Slouch-Free Zone

When you spend an average 40-60 hours sitting at a desk, looking at a computer, it starts to wear down your body from your eyes and neck, to your wrists and lower back. Are you sitting up a little taller as you read this? ;)

Over the last five years, there has been an increased focus on ergonomics, or the study of people’s efficiency in their working environment, because firms are starting to realize that a poorly designed workspace can lead to injured and unproductive employees which become expensive for them and damaging to you.
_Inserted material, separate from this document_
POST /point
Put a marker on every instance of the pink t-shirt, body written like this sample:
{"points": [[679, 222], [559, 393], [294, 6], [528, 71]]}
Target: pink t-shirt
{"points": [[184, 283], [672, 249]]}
Various companies are now providing ergonomic specialists on-site that can come check out your desk setup and posture to prevent future injuries and discomfort (check if your company provides one and make an appointment!). In the meantime, there are some simple tips and tricks you can implement to make sure you have the best set-up possible for your body.

At Your Desk

The image below helps you figure out the correct configuration for your desk equipment and the way your body should be positioned if sitting or standing at your desk. (We will be posting about standing desks soon, stay tuned)



Wrist Support

Make sure you have a cushioned mouse pad and keyboard pad that supports your wrists to avoid carpal tunnel or pinched nerves. Usually, this can be ordered through your company’s vendor for office supplies so you won’t have to pay for it out of pocket. Be sure to line up your chair’s armrests to the top of your desk. It’s good practice to adopt these 3 Wrist Exercises that you can do while walking to lunch or waiting in line for a latté.


On the Phone

Does anyone else feel like Britney Spears while wearing a headset? Maybe it’s just me. Anywho, this might be standard at your office, but if it isn’t, ask for one ASAP! I couldn’t imagine being on a call for 30 minutes or longer without a headset as this would either cramp my neck and/or my hand and I wouldn’t be able to multitask while on the phone! Take a few seconds throughout the day to roll your head and shoulders around and stretch your neck. 

Fresh Air

Taking breaks to walk around is healthy for your body, eyes, and your mind. I’m guilty of going a whole day without stepping outside, but I’m trying to be better about it. Even if you don’t have a specific reason to go outside, find a friend who’s grabbing lunch and just tag along for the walk.

Taking small steps to improve your posture will go a long way and help you prevent irreversible damage! Let us know what steps you’ve taken to improve your work station.